After a week she thought she had worked it out. This stranger had landed on this strand from somewhere or another in order to come to terms with a serious personal crisis, like a vessel with inadequate charts edging its way through a treacherous channel. That must be the cause of his introversion, his restless walking. She had mentioned the solitary wanderer on the beach every night to her husband, whose rheumatism had forced him into early retirement. Once he had even accompanied her and the dog, though his condition caused him a great deal of pain and he was much happier staying indoors. He had thought that his wife was right, though he’d found the man’s behavior so strikingly out of the ordinary that he had phoned a friend in the Skagen police and confided in him his own and his wife’s observations. Possibly the man was on the run, wanted for some crime, or had absconded from one of the few mental hospitals left in the country? But the police officer had seen so many odd characters over the years, most of them having made the pilgrimage to the furthest tip of Jutland only in search of peace and quiet, that he counseled his friend to be wise: just leave the man alone. The strand between the dunes and the two seas that met there was a constantly changing no-man’s-land for whoever needed it.
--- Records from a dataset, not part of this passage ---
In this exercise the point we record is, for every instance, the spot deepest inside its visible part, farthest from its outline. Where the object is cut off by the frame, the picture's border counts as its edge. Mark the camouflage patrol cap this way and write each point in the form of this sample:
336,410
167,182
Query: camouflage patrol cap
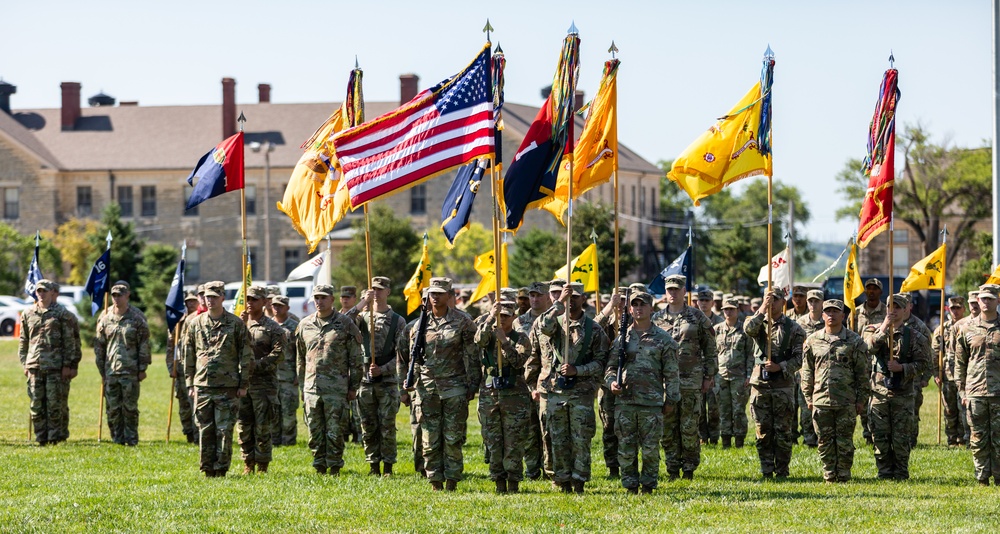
539,287
440,284
256,292
675,281
325,290
216,288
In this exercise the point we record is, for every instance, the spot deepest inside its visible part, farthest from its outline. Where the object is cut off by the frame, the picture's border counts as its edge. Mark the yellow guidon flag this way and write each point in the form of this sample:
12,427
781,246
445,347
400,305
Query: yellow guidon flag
421,278
727,152
584,269
927,273
595,157
484,265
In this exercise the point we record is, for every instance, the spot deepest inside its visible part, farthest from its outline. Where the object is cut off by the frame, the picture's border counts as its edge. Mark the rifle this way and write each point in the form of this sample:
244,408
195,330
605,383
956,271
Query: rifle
622,338
417,349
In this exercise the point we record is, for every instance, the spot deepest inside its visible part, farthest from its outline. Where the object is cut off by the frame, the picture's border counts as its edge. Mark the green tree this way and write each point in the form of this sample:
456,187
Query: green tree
395,250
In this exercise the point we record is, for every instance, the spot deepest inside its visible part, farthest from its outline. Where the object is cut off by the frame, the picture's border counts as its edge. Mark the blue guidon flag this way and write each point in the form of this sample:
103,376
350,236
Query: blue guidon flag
220,171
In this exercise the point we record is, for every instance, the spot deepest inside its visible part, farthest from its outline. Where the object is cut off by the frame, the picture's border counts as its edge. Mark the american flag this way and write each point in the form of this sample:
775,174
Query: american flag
442,127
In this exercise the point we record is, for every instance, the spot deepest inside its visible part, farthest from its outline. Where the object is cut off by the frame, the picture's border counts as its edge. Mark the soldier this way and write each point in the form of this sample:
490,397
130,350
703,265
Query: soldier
735,364
945,337
649,388
49,350
175,366
378,398
812,321
835,387
121,349
255,422
217,365
978,373
698,363
328,362
285,430
567,383
504,401
772,382
891,415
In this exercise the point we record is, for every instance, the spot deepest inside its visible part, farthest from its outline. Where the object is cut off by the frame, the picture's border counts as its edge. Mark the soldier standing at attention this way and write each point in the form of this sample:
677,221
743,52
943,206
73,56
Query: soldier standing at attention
328,362
772,382
49,350
649,388
835,386
978,374
567,383
735,364
285,430
890,414
504,401
121,348
446,381
698,363
378,398
217,365
255,422
175,366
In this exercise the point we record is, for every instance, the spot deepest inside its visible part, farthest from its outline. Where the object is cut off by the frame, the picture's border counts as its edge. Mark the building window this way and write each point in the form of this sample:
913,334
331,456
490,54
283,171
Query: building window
125,200
251,196
148,200
192,265
292,260
11,203
418,200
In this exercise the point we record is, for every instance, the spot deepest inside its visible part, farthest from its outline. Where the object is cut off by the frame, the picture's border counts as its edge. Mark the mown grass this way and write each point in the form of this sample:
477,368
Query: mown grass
86,486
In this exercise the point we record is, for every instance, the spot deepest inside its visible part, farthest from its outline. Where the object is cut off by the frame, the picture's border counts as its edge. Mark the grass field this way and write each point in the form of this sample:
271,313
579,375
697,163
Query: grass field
86,486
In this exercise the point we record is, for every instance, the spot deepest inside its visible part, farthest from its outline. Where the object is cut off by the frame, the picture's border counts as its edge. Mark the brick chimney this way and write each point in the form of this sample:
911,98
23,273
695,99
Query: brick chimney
228,107
407,87
71,104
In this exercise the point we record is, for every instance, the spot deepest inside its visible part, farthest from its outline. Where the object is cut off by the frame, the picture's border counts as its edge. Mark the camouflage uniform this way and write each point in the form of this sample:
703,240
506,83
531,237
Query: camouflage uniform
977,370
49,343
772,401
650,379
328,362
505,407
834,381
890,414
217,363
567,406
255,422
697,361
121,348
The woman with her dog and the man in the black overcoat went on passing each other like ships in the night for another week. Then one day—on October 24, 1993, as a matter of fact—something happened which she would later connect with the man’s disappearance.
It was one of those rare days when there was not a breath of wind, when the fog lay motionless over both land and sea. Foghorns had been sounding in the distance like lost, invisible cattle. The whole of this strange setting was holding its breath. Then she had caught sight of the man in the black overcoat and stopped dead.
He was not alone. He was with a shortish man in a light-colored windbreaker and cap. She noticed that it was the new arrival who was doing the talking, and seemed to be trying to convince the other about something. Occasionally he took his hands from his pockets and gestured to underline what he was saying. She could not hear what they were saying, but there was something about the smaller man’s manner that told her he was upset.